I giorni che precedono l’uscita di un libro sono i più intensi.
E’ come il Natale. Se credi di aver fatto dei bei regali, ti culla l’idea della sorpresa per i parenti, gli amici, il tuo amore. Ipotizzi lo stupore, la felicità, quell’attimo in cui, dopo aver scartato il pacco regalo, vedi i loro occhi riconoscere l’oggetto. E, di conseguenza, ti eccita il pensiero del tuo regalo, quello che riceverai, e ti sorprenderà.
Un libro è così. C’è solo molto, molto più timore. Piacerà? Lo leggeranno volentieri o ti diranno tutti che è bello semplicemente perché tu sei loro figlio/nipote/fratello/amico/fidanzato?

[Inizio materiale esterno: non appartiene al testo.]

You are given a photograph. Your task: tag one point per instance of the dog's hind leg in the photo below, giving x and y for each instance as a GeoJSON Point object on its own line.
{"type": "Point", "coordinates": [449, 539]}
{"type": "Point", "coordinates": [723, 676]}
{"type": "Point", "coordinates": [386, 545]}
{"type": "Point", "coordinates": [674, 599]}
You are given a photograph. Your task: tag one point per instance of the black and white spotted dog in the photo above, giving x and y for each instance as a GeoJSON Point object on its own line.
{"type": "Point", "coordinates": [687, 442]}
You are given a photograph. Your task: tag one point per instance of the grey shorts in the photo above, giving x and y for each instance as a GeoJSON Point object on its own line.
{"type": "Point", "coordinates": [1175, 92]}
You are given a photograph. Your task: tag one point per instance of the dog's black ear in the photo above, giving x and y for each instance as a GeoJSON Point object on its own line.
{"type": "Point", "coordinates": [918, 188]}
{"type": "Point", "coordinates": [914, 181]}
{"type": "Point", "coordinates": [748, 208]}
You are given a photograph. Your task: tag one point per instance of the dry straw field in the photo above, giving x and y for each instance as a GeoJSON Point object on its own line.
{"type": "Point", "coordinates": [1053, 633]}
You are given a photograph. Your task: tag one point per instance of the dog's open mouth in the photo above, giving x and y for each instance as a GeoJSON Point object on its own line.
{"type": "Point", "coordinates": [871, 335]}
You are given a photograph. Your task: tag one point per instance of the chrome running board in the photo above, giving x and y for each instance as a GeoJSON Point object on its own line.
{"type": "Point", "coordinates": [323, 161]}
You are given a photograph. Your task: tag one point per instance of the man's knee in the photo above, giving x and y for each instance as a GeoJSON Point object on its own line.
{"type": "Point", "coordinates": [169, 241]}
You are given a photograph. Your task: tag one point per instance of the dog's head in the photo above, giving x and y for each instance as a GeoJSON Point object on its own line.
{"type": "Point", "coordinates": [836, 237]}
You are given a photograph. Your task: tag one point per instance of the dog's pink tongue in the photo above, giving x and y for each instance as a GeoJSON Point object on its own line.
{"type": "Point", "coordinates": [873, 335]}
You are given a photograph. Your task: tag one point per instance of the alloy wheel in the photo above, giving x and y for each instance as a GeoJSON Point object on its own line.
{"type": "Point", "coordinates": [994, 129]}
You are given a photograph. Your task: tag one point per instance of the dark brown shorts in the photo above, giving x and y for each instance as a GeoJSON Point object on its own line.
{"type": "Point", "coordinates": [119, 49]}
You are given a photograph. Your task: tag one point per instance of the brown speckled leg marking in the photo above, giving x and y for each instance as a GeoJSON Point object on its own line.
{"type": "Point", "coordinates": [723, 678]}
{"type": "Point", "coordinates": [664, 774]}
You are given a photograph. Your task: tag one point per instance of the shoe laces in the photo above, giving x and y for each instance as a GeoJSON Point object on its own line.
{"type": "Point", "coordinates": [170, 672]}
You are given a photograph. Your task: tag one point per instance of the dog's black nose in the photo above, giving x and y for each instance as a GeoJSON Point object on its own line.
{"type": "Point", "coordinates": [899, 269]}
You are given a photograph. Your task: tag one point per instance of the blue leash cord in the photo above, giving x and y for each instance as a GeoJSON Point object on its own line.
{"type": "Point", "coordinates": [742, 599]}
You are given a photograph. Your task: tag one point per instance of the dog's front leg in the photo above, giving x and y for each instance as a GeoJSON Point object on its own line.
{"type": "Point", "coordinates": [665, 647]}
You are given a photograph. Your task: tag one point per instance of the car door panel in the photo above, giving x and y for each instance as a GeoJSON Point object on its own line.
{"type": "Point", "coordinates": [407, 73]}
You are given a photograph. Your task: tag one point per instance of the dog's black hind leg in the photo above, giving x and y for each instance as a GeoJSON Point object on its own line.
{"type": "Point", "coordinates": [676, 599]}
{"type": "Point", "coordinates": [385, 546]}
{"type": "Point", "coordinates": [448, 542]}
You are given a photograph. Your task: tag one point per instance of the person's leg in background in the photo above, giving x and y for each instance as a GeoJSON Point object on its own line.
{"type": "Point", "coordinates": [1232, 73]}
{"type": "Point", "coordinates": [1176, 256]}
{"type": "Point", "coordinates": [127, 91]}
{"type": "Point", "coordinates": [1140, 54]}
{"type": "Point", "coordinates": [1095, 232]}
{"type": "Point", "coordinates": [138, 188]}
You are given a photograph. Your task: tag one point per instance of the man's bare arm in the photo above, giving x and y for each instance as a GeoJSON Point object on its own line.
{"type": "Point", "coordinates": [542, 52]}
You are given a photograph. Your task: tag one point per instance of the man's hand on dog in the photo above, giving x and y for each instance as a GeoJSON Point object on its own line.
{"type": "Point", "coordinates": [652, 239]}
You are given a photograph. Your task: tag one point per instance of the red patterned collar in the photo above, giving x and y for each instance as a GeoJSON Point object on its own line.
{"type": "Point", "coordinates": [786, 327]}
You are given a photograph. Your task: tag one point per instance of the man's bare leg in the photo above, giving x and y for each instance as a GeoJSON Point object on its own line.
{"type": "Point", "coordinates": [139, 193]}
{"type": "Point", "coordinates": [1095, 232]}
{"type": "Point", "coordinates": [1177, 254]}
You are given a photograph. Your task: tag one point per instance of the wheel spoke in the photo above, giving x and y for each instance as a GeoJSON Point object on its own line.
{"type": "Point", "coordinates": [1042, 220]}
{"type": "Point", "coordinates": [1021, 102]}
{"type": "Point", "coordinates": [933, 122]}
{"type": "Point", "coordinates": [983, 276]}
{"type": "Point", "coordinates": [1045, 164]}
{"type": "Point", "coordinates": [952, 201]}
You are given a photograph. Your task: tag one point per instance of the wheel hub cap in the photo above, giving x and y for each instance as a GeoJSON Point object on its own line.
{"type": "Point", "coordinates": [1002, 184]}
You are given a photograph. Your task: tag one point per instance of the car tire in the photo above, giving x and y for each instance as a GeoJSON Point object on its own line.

Il timore aumenta quando, in qualche modo, nel libro che dovrà uscire tu hai parlato delle persone che conosci: sei stato ben attento a camuffare nomi volti luoghi azioni. Ma sai che qualcuno (si) riconoscerà comunque (in) ciò che hai scritto. Che effetto farà leggersi?
Qualcuno ha detto:

Quando in una famiglia nasce uno scrittore, quella famiglia è rovinata

Forse non è sempre così, ma ci si va vicino.
Festival, il libro che uscirà a breve, ha dentro la mia famiglia (un po’ almeno), ma soprattutto tanti miei amici.
A loro, come faccio di solito, non ho fatto leggere prima il libro. Forse avrei dovuto, ma mi sarei perso, e avrei fatto perdere loro, lo stesso piacere che si prova a Natale. Incrocio le dita quindi, e spero che ciò che troveranno dentro al pacco, sia il regalo giusto.
Mal che vada, possono sempre riciclarlo. E, in questo caso, denunciarmi.